It’s interesting when a European power worries the United States might go wobbly. Every now and again Venus and Mars change places. This flux is an opportunity for Europe and America to get their act together.

Take Syria. France is convinced Damascus wants peace with Israel. President Bashar al-Assad had a long meeting with Sarkozy last week. He told the French president he hoped current Turkish-mediated talks with Israel would lead to direct negotiations in the fall co-sponsored by the United States and France, with the two countries guaranteeing security.

It’s too early to say if this idea will fly, although French contacts with Israel and the White House suggest it might. What’s clear is that there’s a significant chance here for the United States and Europe, in concert, to make a difference. Nothing would isolate Iran as much as a Syrian-Israeli peace.

Much has changed since 2000. Too much thinking is still so 20th-century. Wealth and power are shifting from the West. But a basic truism holds: when the United States and Europe work at cross purposes, as in Iraq, disaster ensues. When they work together, as in the Balkans or more recently Kenya, good things happen.

No better illustration of this exists than a united Germany, which is why Obama has chosen to make a speech there Thursday. Again, European politics have intervened. The Social Democrats favor an appearance at the Brandenburg Gate, but Angela Merkel, the Christian Democrat Chancellor who has not met Obama, nixed so presidential a venue for a candidate.

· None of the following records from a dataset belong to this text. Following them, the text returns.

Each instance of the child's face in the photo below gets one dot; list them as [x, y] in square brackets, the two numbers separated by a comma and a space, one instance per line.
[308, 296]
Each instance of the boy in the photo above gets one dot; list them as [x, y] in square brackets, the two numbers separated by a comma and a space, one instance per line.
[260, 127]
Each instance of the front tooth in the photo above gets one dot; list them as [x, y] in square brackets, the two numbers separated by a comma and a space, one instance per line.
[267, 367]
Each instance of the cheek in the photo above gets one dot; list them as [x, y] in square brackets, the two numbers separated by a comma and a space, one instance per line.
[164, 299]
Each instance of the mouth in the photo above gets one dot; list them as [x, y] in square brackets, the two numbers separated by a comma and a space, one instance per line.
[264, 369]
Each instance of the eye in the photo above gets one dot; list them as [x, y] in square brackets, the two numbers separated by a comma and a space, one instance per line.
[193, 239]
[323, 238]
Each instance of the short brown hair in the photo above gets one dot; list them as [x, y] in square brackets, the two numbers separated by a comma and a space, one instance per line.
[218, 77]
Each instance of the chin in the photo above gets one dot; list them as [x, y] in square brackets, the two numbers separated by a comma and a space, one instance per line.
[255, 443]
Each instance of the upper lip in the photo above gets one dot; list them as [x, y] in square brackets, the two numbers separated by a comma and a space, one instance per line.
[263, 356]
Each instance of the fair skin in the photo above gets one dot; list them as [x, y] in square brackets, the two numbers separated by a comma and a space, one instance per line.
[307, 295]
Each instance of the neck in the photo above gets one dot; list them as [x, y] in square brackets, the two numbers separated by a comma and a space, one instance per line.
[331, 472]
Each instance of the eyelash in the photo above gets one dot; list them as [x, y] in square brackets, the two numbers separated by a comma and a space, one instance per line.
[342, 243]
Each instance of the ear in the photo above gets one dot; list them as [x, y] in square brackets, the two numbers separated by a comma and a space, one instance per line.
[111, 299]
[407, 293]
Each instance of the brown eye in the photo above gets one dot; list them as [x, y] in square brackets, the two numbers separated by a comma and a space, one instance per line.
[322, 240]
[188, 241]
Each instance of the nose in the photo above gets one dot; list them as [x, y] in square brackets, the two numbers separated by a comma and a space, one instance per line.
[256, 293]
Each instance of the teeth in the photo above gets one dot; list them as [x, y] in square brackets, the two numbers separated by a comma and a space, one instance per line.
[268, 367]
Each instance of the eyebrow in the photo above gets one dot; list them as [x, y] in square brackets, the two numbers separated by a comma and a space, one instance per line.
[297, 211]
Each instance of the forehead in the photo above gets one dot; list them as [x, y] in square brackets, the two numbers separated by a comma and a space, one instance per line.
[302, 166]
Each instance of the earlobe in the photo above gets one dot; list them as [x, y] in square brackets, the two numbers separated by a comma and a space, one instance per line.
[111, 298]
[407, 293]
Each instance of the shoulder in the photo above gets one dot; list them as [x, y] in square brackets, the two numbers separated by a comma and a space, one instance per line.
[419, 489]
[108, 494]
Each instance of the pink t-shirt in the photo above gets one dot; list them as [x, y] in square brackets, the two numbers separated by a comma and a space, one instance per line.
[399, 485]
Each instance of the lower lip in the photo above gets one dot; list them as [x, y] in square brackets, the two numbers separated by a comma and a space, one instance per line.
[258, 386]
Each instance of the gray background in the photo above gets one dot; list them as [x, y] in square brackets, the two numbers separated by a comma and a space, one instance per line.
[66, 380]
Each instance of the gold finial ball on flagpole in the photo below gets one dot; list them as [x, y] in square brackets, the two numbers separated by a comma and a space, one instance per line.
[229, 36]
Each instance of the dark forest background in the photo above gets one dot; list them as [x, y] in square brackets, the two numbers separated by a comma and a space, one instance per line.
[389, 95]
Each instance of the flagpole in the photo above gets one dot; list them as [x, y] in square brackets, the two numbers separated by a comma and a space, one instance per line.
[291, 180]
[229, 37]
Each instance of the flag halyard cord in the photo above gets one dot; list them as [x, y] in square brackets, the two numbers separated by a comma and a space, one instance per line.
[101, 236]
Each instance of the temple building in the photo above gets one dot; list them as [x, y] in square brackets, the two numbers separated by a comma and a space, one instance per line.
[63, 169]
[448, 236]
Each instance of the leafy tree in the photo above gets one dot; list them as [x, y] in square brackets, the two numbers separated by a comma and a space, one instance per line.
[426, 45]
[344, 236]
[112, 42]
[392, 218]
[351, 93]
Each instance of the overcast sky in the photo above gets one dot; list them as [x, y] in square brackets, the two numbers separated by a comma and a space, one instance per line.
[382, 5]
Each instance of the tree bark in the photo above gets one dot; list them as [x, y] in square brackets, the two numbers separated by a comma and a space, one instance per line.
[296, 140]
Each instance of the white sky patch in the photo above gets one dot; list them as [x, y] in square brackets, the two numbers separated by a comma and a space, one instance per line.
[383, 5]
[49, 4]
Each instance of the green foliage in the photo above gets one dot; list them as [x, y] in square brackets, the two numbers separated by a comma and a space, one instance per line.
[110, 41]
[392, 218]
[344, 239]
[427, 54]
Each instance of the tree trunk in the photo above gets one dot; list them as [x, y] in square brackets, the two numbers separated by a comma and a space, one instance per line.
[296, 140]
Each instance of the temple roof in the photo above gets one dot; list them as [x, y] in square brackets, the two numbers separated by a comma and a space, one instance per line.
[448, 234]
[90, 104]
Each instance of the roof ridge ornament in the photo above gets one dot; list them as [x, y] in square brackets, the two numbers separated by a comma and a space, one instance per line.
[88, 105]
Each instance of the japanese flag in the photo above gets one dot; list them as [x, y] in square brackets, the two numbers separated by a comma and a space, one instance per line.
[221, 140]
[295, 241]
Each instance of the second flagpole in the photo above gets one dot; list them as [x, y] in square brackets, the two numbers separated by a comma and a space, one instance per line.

Enter Germany history, as the Obama advance team has discovered. Some bright spark suggested the Victory Column in the Tiergarten as an alternative venue, but an older hand pointed out that one of the victories in question was Bismarck’s quashing of France — not ideal on the eve of the Paris visit.

Templehof airport was aired as a compromise, a suitable nod to the Allies’ 1948 airlift, but with the downside that it was designed by Albert Speer, Hitler’s architect. Aaah well, the past is ineffaceable.

That’s a good intellectual departure point for Obama. As Karl-Theodor zu Guttenberg, the Chrisitan Democrat foreign policy spokesman, said: “Obama mustn’t give the impression everything will change. He must build trust but not overload visions.”

Obama can galvanize this change moment. Capitalizing on shifts (Israel-Syria, Israel-Palestine, Iraq, Iran) will be the work of his presidency if he wins. On all these fronts, and Afghanistan, he needs Europe. So keep the mania in check. Location, location, location has been the Berlin issue. My advice to him is: sobriety, sobriety, sobriety.